First of all, it is not possible to wrest “control of the sphere of production” from the bourgeoisie while the capitalist system continues to exist. Production takes place in the factories, which brings together thousands of workers and confronts them with one boss who extracts surplus value from them.
This is precisely the essence of the capitalist system. Only by expropriating the bourgeoisie can we take control of production. And that cannot be done individually, factory by factory, but only by expropriating the capitalist class as a whole, through a revolution.
The organisations of the proletariat – trade unions, political parties, cooperatives, neighbourhood associations, youth associations, etc. – represent the embryo of the new society within the old one. The potential for “socialist power” is already present within the class: common working conditions, assemblies, strikes, demonstrations, occupations, class solidarity etc.
Under capitalism, however, this embryo of the new society cannot develop to its fullest. Moreover, this latent potential in the consciousness of the class is not impervious to the pressures of other classes and the dominant ideology in society. It is also undermined by the suffocating need to earn a living, as well as the direct corruption of the official leadership of the labour movement.
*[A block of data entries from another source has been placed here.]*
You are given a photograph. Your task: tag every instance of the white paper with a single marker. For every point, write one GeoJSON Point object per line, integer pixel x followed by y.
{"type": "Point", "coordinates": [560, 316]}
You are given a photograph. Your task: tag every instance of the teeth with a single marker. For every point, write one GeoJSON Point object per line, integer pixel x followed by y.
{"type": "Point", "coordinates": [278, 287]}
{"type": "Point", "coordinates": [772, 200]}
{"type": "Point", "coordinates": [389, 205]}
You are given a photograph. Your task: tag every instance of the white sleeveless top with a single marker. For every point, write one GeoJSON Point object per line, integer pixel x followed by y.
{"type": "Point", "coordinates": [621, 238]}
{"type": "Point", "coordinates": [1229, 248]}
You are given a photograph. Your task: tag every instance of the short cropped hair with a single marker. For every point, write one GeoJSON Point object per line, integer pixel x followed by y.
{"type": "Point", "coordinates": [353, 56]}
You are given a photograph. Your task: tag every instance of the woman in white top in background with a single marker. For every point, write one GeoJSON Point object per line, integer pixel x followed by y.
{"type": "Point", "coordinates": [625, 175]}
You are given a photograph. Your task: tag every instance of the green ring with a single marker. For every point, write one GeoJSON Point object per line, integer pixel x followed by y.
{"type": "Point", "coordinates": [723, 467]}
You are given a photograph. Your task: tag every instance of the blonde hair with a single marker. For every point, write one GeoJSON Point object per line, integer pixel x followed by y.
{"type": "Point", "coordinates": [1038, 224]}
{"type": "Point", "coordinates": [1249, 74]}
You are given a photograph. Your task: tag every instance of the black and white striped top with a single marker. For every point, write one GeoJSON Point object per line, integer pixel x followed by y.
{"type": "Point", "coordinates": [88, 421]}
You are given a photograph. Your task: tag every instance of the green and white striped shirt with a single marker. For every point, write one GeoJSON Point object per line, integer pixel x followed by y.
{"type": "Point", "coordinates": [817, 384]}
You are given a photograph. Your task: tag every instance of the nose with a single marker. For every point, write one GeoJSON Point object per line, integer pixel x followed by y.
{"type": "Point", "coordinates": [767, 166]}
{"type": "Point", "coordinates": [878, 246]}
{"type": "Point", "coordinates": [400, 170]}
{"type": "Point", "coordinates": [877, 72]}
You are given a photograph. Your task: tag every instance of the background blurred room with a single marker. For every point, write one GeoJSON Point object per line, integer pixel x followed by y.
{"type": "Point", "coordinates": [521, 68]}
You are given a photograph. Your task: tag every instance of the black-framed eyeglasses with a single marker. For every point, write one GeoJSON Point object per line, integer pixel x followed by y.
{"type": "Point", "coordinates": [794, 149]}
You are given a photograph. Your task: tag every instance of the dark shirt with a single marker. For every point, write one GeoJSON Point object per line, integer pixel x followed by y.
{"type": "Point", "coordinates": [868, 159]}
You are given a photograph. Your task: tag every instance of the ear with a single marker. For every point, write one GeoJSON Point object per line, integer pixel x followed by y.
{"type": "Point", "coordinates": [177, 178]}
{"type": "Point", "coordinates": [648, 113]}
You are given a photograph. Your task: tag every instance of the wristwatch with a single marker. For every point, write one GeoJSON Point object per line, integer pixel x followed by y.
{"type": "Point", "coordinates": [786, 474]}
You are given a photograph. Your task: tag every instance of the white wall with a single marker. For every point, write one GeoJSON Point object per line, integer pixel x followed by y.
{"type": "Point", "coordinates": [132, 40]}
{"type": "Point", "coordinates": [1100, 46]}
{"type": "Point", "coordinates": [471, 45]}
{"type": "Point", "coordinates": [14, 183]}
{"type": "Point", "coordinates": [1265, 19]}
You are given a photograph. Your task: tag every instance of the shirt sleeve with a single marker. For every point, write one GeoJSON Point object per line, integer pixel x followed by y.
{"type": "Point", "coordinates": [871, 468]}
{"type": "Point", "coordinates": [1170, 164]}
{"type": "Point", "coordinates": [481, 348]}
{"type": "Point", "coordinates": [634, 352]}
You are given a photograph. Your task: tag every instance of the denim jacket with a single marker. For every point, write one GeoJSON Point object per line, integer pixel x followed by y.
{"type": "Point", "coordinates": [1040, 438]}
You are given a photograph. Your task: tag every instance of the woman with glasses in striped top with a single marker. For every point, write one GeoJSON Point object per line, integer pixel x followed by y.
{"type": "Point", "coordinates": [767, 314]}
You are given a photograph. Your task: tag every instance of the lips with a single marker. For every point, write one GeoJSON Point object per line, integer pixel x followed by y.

The clearest example of this is the bureaucratisation of the leaderships of trade unions, workers’ parties and cooperatives, which have adapted themselves to the capitalist system.
To create autonomous spaces “free of capitalist relations” without overthrowing the system as a whole is impossible.
The capitalist class is not an abstract entity, they are flesh-and-blood people who have very powerful interests in the profits and privileges they derive from workers' exploitation and the extraction of surplus value. If necessary, these capitalists have at their disposal the repressive organs of the state – police, judges, the army, the law – which they do not hesitate to use if they see their interests threatened.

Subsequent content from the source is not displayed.